2013年4月10日水曜日

「経験という牢屋」の看守と囚人もしくは上司と部下

話題になっている東京造形大学学長の諏訪敦彦さんの2013年度入学式式辞ですが、牢屋であれば看守と囚人がいるでしょう、と、そこで思い出したのが「スタンフォード監獄実験」です。

これは、特殊な役割を与えた心理実験で、役割に沿って行動が「演じる」から「染まる」に強化されることが確認されました。

基本的な人権が尊重され、複雑化する社会において、監獄実験ほど極端な現象は観察されないのかもしれませんが、人類が「社会性」という生存戦略を持つ中で、「役割」の持つ意味は重要です。「役割」という外部環境を利用する行為的適応によって「社会性」を知覚し表象しているからだと考えます。

例えば、職場における上司という役割。目的に対して、部下に指示を出す役割です。部下は上司の指示に従う役割です。この場合の「職場」=「経験」でしょうか、「職場」=「牢屋」(汗)でしょうか。
「職場という牢屋」のほうが「経験という職場」よりもわかりやすいです。
「監獄という牢屋」では、看守は囚人に規律を守らせる役割で、囚人は規律に従う役割です。

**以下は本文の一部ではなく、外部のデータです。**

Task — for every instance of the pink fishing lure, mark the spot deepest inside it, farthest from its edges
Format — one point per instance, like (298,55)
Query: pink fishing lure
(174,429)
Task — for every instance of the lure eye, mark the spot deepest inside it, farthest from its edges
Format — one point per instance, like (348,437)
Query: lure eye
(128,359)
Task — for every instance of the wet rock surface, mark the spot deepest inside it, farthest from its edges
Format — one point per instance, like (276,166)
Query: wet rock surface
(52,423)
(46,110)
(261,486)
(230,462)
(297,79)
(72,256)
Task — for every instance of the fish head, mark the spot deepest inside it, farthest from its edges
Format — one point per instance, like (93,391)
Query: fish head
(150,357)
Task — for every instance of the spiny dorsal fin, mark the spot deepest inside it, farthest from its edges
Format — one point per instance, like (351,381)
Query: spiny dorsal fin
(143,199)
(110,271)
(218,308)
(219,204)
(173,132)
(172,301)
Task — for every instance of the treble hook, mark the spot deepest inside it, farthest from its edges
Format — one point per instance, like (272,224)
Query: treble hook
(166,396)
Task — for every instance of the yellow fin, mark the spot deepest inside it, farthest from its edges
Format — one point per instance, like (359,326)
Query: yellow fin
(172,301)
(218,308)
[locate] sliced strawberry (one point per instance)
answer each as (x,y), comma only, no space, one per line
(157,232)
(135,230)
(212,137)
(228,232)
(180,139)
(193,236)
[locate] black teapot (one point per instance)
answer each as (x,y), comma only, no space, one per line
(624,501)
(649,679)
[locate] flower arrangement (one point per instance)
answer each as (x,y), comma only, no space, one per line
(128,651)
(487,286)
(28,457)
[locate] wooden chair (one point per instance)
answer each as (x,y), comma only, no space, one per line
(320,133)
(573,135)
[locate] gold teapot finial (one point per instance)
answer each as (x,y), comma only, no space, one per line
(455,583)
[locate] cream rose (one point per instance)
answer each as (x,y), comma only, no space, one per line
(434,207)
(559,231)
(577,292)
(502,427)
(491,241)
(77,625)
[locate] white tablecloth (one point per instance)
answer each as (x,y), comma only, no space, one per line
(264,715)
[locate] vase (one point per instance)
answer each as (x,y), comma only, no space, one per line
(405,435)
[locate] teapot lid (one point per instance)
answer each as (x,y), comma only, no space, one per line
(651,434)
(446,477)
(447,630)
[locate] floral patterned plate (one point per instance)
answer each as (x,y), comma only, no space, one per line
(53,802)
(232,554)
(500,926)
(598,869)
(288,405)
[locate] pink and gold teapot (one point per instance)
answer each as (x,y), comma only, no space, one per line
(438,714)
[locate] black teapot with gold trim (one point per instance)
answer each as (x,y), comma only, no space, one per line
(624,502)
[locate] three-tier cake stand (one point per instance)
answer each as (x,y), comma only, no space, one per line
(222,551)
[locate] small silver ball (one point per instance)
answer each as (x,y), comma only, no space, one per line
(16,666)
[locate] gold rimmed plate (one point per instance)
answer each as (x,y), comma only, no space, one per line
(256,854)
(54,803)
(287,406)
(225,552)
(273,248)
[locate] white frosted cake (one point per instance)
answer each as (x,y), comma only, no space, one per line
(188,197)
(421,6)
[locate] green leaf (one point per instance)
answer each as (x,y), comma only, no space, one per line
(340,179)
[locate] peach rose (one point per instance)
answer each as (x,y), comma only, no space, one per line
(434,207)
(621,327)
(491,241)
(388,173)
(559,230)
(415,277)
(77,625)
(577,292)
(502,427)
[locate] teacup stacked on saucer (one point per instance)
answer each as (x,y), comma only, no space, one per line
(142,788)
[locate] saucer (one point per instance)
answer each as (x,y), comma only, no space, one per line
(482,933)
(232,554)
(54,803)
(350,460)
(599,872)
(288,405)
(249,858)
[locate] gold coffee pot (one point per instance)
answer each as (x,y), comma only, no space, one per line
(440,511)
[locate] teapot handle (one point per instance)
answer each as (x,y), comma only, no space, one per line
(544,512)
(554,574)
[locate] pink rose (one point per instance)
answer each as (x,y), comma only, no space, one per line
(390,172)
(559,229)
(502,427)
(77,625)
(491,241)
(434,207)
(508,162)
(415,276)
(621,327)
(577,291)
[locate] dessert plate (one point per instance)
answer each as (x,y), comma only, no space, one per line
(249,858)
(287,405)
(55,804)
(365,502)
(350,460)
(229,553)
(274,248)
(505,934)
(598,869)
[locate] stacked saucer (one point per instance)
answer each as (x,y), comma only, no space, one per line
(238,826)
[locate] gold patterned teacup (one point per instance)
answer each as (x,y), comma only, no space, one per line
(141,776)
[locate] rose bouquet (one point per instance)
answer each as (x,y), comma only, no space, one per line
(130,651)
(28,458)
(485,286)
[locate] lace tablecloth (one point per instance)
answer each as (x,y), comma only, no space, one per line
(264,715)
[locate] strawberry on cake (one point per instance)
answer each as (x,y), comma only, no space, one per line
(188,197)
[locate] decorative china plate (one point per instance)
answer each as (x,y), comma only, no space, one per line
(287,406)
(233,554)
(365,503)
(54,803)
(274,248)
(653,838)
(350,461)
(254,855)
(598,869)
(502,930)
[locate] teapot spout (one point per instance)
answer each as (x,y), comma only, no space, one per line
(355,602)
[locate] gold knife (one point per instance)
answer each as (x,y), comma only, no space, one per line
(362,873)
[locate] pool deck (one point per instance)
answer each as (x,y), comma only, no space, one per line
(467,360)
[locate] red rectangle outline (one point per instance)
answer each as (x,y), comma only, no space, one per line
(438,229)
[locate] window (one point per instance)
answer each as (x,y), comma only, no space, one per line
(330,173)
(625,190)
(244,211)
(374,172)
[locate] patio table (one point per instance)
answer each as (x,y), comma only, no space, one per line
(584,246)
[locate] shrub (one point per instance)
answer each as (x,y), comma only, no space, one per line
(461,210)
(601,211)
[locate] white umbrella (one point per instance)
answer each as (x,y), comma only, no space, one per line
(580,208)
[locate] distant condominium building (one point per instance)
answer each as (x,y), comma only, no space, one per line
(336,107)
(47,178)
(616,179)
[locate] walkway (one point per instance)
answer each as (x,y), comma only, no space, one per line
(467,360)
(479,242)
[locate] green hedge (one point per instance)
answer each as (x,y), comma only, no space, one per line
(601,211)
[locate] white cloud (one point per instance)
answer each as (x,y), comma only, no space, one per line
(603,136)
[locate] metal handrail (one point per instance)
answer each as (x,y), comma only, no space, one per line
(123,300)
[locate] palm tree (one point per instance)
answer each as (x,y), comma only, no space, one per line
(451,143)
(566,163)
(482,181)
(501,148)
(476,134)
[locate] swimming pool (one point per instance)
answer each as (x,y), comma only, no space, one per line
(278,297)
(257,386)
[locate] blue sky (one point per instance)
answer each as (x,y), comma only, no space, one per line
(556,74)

「職場」でも「監獄」でもこの役割通りになっていれば「社会性」が機能します。
実際には、それが上手く行かずに役割双方にストレスが溜まり、いろいろな事・事件が発生します。「監獄」はそもそも「社会性」に問題がある人が入る場所ですので、「社会性」が維持されるのは困難です。前述の実験では実験自体が破綻しました。まさに「監獄」は「牢屋」です・・・

「職場」をスピンアウトする人にとっては、「職場」は「牢屋」みたいに感じているかもしれません。逆に「職場という舞台」という「社会性」での役割に情熱を燃やしている人もたくさん居ます。
諏訪さんの「経験という牢屋」という表現にどう反応するかは、人それぞれであり、それ故に良い問題提起になっているのだと思います。良設定問題ではありませんから、看守であっても囚人であっても「牢屋」なのか「舞台」なのかは本人のみぞ知る、というこで締めようと思います。